There have been other people recently I've thought about and looked for, only to come up with an obituary or death notice (FamilySearch turns out to be useful for nailing down dates, but little else). Johnny and Hildegard Kreutzer were my parents' closest friends when they got married. We went to their house on the far west edge of town at least once a week into the early 1960s. There are several pictures of them in the DVDs, as well as pictures of the rabbits and the dog they gave us. I spoke to Johnny briefly at mother's funeral, but never followed up (other than driving around and not recognizing their house). Turns out that Johnny died in 2007, age 91, followed by Hildegard in 2008, also 91.

Another person I talked to at my father's funeral was Sister Rose Agnes Gehrer. I'm not sure exactly how we're related, but I recall going to visit some distant cousins named Gehrer in Wichita. My grandfather had a sister named Agnes Hull (1903-47), and she married Otho Wade (1891-1972), and I believe they lived on the same farm that great-great-grandfather Abraham Hull homesteaded in the late 1860s. We went there a few times when I was young: looked like somewhere the Dalton Gang would hide out in, with a broken-down house on one side of a gulch and a dozen small cubby holes on the other -- I think they were dug out to shelter sheep, but they always looked to me like they'd be perfect for rattlesnakes. Zula Mae took us to the homestead last time I saw her. We drove through a field carpeted with grasshoppers, and the roof had caved into the house, but other than that it was quite recognizable. Anyhow, I think the Gehrers are somehow related to Otho, but at any rate Rose Agnes was close to Zula Mae, so I figured it would be good to follow up and keep track of her. However, I lost the contact and never did. And when Zula Mae died, I found out Rose Agnes was already dead (turns out, a couple months earlier in 2007).

All this got me to wondering who else had passed away that I didn't know about. My cousins on my mother's side are all older than me, ranging from Ken Brown at 68 to Orbrey Burns at 87. I just saw three in Oklahoma and Arkansas, and heard of several more. There are some more I'm in more or less regular contact with, and others I'm not, so I tried searching out the latter. Some I couldn't verify one way or another -- not many significant computer profiles in that age group (I seem to be the only one with a blog, for instance). But I did verify that two of Edith's four had passed: Joe Ben Hixon (in 2009) and Verdell Hixon (in 2011; obituary here).

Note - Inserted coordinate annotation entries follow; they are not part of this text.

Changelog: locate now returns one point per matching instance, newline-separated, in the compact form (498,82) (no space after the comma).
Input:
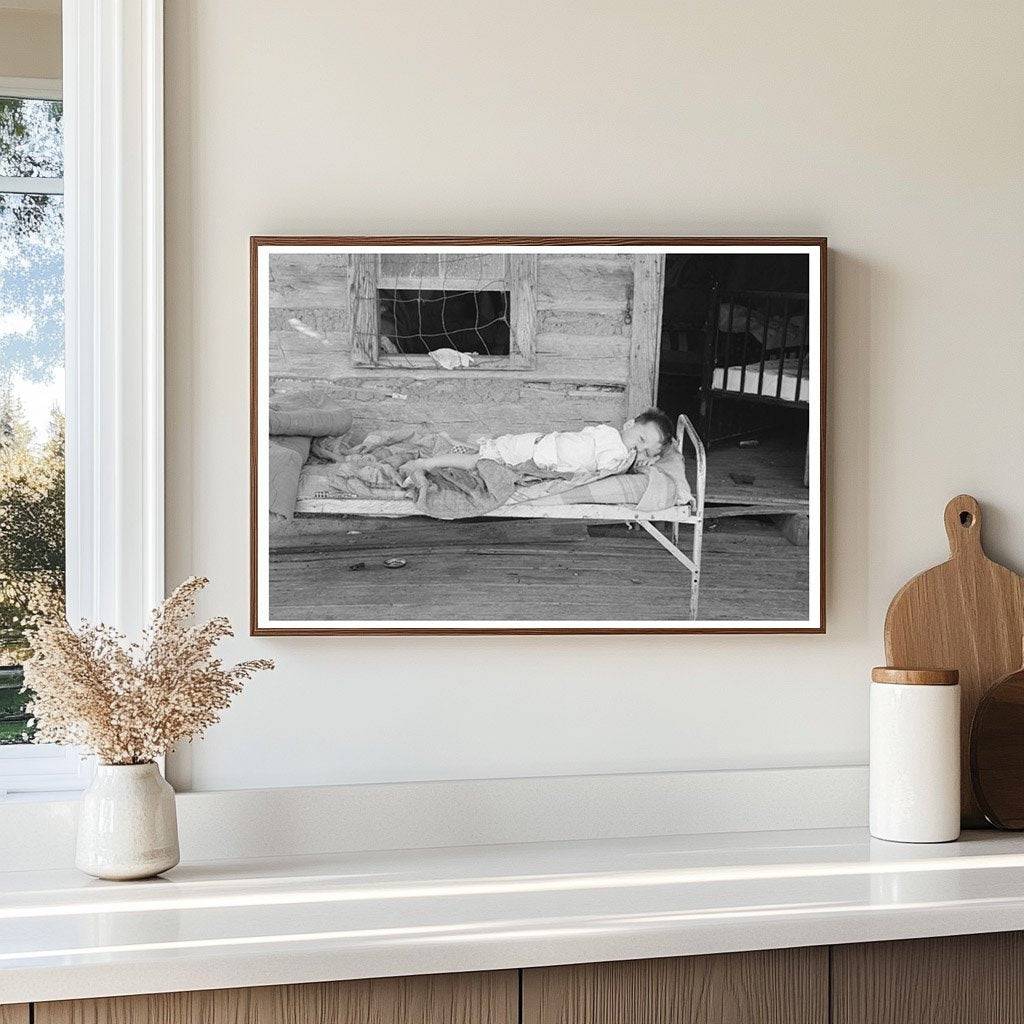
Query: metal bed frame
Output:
(691,514)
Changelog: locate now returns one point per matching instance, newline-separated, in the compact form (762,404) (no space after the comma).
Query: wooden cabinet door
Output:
(773,986)
(961,979)
(454,998)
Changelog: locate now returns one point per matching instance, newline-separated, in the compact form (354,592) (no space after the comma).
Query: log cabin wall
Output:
(597,328)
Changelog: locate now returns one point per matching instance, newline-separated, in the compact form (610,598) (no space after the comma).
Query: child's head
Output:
(649,433)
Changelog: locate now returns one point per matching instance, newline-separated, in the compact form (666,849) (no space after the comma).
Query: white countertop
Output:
(224,924)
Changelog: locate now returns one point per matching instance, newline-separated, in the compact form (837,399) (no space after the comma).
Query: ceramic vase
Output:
(127,825)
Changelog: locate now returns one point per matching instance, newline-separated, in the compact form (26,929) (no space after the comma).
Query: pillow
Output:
(310,422)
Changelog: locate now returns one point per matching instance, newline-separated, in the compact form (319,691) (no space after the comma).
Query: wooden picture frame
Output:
(330,355)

I only remember meeting them once, circa 1960, when they brought Edith back from California for a visit. (I may have seen them in 1956, when we drove to California, and/or before 1952, when they still lived in Oklahoma, but I don't recall anything that far back.) I had heard that Joe Ben and Verdell were estranged from their mother, and at one point talked to their sister about it, but don't recall the details. The obit suggests that Verdell was gay, something I never had a clue to.

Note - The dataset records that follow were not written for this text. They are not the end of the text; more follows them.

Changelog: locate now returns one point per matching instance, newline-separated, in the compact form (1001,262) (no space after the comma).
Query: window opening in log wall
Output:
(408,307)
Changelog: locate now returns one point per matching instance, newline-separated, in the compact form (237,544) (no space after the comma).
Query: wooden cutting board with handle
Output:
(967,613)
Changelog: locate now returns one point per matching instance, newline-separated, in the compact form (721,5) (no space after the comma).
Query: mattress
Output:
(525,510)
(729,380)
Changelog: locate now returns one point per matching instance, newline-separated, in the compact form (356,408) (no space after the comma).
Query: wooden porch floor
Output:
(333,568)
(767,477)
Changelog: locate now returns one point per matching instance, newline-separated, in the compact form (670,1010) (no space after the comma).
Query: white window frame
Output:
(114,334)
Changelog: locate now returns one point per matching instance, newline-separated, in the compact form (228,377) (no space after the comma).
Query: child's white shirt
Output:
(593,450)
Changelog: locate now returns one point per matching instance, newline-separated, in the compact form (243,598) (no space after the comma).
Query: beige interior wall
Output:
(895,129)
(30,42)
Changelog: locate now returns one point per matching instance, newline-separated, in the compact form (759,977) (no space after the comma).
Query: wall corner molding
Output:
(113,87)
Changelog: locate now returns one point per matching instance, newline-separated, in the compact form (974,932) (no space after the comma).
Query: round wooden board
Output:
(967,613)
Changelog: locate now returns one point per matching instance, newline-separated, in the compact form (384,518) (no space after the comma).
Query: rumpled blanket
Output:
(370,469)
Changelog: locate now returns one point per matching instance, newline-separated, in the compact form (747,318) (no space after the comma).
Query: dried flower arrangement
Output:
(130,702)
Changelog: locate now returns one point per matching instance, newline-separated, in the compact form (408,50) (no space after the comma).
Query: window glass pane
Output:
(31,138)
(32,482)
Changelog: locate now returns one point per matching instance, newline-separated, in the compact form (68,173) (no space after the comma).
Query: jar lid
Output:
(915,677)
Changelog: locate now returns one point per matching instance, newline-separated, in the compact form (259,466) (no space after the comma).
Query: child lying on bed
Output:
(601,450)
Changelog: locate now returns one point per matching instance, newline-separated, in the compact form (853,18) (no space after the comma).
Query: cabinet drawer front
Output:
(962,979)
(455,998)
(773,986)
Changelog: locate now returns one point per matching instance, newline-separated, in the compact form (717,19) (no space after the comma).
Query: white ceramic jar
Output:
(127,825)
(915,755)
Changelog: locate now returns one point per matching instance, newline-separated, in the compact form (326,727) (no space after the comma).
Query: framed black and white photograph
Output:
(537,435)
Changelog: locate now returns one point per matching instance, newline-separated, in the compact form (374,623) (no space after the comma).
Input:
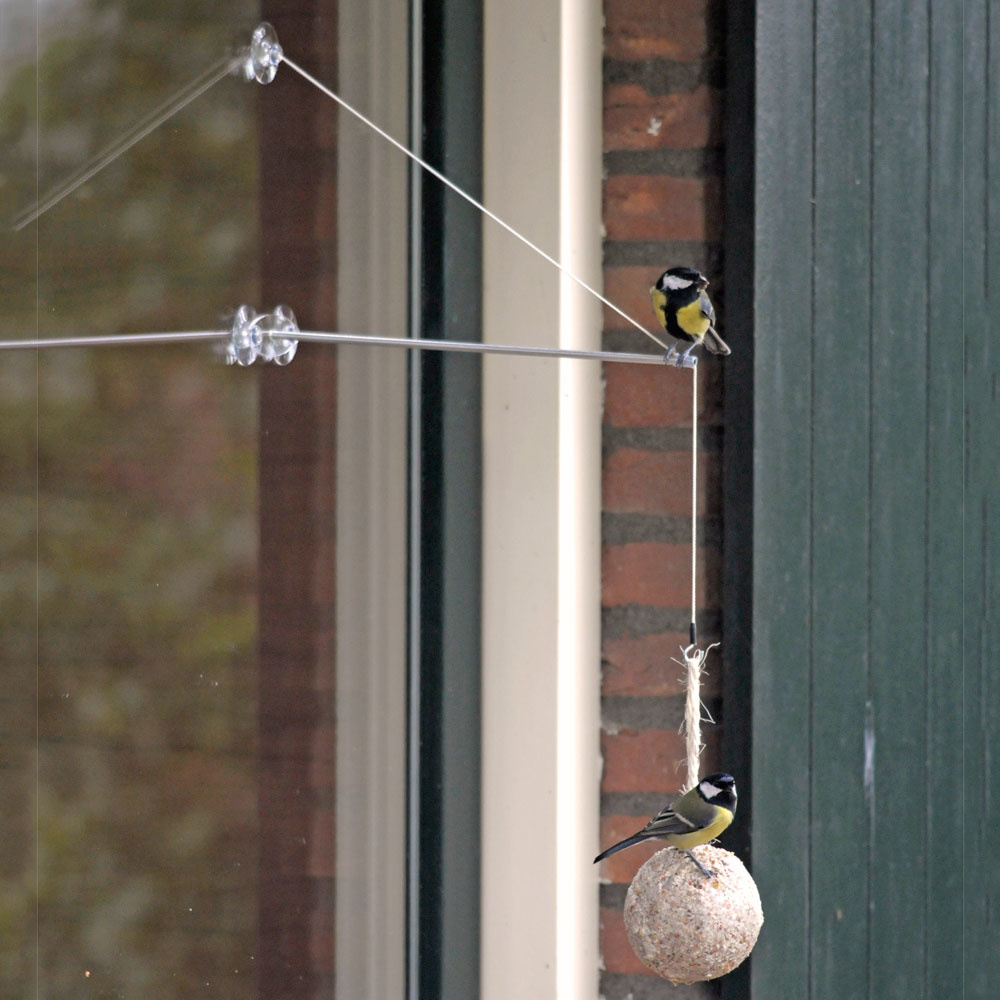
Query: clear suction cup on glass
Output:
(263,55)
(262,335)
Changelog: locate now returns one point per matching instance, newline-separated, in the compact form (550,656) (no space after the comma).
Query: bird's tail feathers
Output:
(715,343)
(637,838)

I didn't appreciate this for the longest time, but I come from a very interesting family.


Postscript: Laura tells me that she didn't actually see Bob and Nellie that trip to Las Vegas. She spoke to Bob, and Nellie was in the hospital. That sounds right.

Expert Comments

Cam Patterson mentioned my Obits post (obliquely):

Anyone grabbed by the first sentence of the Soul Stirrers review needs to click over to Tom Hull's site right now and read his 6/1 entry. That part of the Basement Tapes that depended on Levon Helms for its broken stories and its frank honesty is right there.

On Facebook, Cam also wrote:

Something everyone who is alive needs to read:

http://www.tomhull.com/blog/archives/1837-Reading-Obits.html

Also noticed Michael Tatum's earlier entry on Facebook:

Tom Hull on reading the obits column, and catching up with friends and family after it's too late. He doesn't do personal pieces very often, but this one is especially nice.